Life in Spain

Spain has long been known for siestas and nightlife. They are also famous for sunshine and beaches. But Spain is unique in that the language is slightly different depending on where you go.

A dialect is defined in linguistic terms as a language variety which is spoken in a specific territory. In the Spanish peninsula, for example, there are different dialects of Spanish. One should not, however, mix up the different dialects in Spain with the different languages spoken in the Peninsula: Spanish, Catalan, Basque and Galician.

The existence of dialects is a natural consequence of the dynamism of languages. For example, throughout its evolution, Spanish has adopted unique characteristics in the different places where it is spoken. Some of the dialects of Spanish in Spain are canario (from the Canary Islands), andaluz (from Andalusia), and madrileno (from Madrid). The different Spanish-speaking countries in Latin America also present national and regional variations. Thus, we can speak of an Argentinean, a porteno (from Buenos Aires city), a Chilean, or a Colombian dialect, among others.

The differences between dialects are usually limited to intonation, pronunciation and isolated words and expressions. An example of word variation within the Spanish peninsula is “candle”. Candle is referred to as “vela” in the northern and center parts of Spain, but as “candela” in the South. As for pronunciation, the word “Madrid” is pronounced in the capital of Spain as “Madrith”, whereas in the bilingual areas of the East coast, and because of the contact between Spanish and Catalan, it becomes “Madrit”. In the South, however, people tend to eliminate the final consonant and say “Madri”.

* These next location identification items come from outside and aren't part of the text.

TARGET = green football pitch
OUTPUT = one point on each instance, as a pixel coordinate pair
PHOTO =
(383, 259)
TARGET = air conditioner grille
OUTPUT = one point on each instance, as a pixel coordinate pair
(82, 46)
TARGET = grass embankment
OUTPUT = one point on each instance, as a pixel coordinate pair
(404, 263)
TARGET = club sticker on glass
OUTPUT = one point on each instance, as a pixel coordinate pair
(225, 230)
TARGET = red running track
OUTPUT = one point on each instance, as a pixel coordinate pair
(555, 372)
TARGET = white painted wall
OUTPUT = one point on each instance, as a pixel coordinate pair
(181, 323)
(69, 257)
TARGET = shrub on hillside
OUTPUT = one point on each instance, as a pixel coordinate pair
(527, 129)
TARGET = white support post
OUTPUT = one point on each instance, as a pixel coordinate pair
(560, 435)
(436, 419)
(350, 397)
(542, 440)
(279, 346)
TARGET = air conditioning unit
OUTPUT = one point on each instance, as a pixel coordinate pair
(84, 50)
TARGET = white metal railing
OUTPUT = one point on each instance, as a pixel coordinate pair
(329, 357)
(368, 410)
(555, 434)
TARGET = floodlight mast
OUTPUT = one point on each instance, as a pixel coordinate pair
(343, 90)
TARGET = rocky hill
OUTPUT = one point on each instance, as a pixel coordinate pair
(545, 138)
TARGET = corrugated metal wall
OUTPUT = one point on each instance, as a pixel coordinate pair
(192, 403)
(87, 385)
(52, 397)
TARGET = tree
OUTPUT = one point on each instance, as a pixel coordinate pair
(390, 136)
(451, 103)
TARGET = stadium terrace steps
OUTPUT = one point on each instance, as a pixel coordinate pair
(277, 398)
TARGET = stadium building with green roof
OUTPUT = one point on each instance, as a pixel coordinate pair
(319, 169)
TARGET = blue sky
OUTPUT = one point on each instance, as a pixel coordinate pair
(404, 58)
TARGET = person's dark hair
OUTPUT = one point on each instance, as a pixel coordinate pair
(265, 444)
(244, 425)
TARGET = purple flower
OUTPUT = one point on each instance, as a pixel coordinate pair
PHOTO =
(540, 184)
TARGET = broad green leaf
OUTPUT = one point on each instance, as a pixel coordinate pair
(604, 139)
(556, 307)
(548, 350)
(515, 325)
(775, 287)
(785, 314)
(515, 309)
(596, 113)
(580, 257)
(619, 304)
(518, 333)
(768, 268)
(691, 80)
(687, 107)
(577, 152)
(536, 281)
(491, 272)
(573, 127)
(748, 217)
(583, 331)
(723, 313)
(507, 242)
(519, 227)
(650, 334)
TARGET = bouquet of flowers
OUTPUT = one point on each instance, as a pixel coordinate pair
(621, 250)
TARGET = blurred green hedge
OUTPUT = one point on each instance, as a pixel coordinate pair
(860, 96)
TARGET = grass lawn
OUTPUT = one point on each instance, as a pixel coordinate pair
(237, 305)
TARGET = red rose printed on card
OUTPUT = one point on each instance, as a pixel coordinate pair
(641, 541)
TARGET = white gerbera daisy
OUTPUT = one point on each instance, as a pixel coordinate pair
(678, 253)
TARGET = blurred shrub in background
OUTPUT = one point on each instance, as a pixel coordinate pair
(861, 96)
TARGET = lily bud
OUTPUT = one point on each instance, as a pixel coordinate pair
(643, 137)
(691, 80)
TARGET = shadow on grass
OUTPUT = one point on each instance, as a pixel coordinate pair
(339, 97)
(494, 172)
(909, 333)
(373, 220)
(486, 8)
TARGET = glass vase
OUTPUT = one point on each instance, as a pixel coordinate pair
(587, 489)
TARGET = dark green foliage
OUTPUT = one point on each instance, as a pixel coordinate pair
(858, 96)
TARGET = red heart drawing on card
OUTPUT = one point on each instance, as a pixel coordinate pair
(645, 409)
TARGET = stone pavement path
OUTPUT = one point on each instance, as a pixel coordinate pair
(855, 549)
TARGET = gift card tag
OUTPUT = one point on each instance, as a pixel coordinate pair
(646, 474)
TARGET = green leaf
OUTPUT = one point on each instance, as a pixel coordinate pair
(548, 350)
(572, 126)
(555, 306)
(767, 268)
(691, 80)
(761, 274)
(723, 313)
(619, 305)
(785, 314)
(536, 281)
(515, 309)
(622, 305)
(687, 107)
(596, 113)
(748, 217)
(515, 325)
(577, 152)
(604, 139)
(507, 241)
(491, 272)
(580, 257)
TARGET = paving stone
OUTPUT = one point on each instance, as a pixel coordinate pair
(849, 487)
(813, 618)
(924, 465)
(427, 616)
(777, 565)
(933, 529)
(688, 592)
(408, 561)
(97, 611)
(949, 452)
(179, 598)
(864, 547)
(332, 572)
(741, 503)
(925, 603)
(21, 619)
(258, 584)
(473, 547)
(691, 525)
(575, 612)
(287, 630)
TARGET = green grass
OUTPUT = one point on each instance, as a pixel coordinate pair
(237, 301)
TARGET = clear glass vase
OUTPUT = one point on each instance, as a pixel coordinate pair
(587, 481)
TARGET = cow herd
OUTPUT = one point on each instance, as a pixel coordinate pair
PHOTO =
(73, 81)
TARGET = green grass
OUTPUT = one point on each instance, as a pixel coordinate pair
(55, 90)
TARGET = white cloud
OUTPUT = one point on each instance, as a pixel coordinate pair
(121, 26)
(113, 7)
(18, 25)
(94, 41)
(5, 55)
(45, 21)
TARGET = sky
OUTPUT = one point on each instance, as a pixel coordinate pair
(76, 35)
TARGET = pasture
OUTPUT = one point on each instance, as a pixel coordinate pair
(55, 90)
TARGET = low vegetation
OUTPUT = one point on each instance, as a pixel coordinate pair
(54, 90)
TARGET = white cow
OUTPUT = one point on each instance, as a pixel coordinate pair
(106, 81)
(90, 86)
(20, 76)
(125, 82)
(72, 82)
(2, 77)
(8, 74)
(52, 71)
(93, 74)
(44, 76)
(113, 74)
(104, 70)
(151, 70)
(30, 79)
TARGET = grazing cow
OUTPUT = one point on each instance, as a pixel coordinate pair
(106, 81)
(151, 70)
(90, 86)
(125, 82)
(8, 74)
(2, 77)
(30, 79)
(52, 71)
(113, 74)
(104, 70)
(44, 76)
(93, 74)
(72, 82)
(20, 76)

One of the main differences between the dialects of Spain and those of Latin America is the use of pronouns. Thus, in Spain, the informal pronoun that has remained for the second person singular (in English “you”) is “tu”. However, some Latin American countries, (Argentina, Uruguay or Paraguay, for example) have retained the pre-modern “vos”. This leads to unique verb forms such as “¿entendes?” for “do you understand?” instead of the peninsular “¿entiendes?” or mixtures such as “¿Vos te marchas ya?” Instead of “¿Tu te marchas ya?” (In English, “are you leaving now?”).

The plural “you” also varies, and thus in Spain people differentiate between an informal “vosotros” and a formal “ustedes”, whereas this difference does not exist in Latin America at all. As for pronunciation differences, the only country where we can find speakers who pronounce the letter “c” before “e” and “i” as the English “th” is Spain. In the rest of the countries, (and also in the South of Spain) this “c” is pronounced as an “s”. Try to pronounce the word “cenicero” (ashtray) in both ways and you’ll hear the difference! Even though dialects are socially valued differently (Andalusian, for example, is perceived as less educated than Castilian), linguistically speaking all dialects are equally valid. What we need to remember is that everyone speaks a dialect, and therefore dialects are NOT incorrect or less valid versions of a language.

If you study Spanish in Buenos Aires and interact -as you should- with locals, you will learn the particularities of that area.